Yaşam Büfesinde “Cankurtaran Sandalı”

“…Ahlak denizinde sürüklenirken…Cankurtaran sandalımızda aşağı yukarı 50 kişi oturuyoruz. Farzedelim ki sandalımızda 10 kişilik daha yer var, yani toplam kapasite 60. Suda yüzen 100kişi daha olduğunu görüyoruz ve sandala çıkmak için yalvarıyorlar…İnsanlar hepsini birden korku altında tutacak ortak bir güç olmadan yaşadıkları zaman, savaş denilen durumda olurlar; ve bu savaş herkesin herkese karşı savaşıdır. İnsanlar  çıkarçı bireylerdir. Tek amaçları kendi emniyetleri ve zevkleridir. Birbirleriyle sürekli rekabet ve çatışma içindedirler..”
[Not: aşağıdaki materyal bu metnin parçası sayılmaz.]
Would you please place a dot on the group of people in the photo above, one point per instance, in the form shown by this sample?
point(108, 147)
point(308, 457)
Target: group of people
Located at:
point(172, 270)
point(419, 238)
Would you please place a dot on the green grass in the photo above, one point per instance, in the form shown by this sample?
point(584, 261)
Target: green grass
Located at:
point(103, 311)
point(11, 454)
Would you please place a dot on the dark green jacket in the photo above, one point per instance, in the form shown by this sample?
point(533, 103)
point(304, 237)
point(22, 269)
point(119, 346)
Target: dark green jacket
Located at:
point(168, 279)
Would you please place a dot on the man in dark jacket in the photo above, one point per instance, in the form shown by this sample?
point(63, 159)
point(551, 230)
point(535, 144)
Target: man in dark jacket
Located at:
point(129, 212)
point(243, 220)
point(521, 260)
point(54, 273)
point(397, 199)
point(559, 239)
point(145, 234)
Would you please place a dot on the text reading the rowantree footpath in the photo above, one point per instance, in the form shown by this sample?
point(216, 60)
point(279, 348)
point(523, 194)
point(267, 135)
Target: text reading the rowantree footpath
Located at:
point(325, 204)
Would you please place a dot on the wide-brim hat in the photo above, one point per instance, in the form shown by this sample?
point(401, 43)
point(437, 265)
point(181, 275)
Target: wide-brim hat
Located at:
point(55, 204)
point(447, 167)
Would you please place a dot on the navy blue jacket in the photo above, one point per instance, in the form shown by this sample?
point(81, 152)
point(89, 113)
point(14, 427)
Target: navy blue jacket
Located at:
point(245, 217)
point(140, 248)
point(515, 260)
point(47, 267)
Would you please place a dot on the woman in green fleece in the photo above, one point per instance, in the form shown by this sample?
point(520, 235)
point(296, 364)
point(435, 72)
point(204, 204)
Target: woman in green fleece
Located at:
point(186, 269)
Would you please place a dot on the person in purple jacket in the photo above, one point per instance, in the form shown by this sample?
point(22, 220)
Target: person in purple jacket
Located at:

PLN-D&D > ACA 5 Ne yapmalı ? Nasıl yapmalı ? Neden yapmalı ?

Merhaba

Yayımını zamanladığım (31.12.2016 saat 10) “Zombi Argus” başlıklı yazım sırasını beklerken Albatros’un kafeteryasındaki aydınlık, gün ışığı gören, havuzdaki temiz suyun mavisi ve çevreleyen yeşilliklerin sonbaharı anlatan sarılıklarıyla ruha dinginlik veren ılık ve sigarasız bir ortamda yeniden yazmayı sürdürüyorum. Sahip olduğum(uz) değerlere bakıp da C13 adına defalarca şükrederken ülkem adına “Cankurtaran Sandalı” kavramına takılıp kalıyorum. Aklımın bir yerinde Suriyeli erkekleri Suriyeye geri gönderip de savaştırmak geçerken ruhumun diğer yarısı kırmızı ışıkta durduğumda arabanın camına yapışan bebekli annelerin dramından kavruluyor…İngiliz Thomas Hobbes’in “Leviathan” isimli kitabında (1951) insanoğlu için çizdiği kasvetli tablo bundan daha mı acı veriyordu acaba ?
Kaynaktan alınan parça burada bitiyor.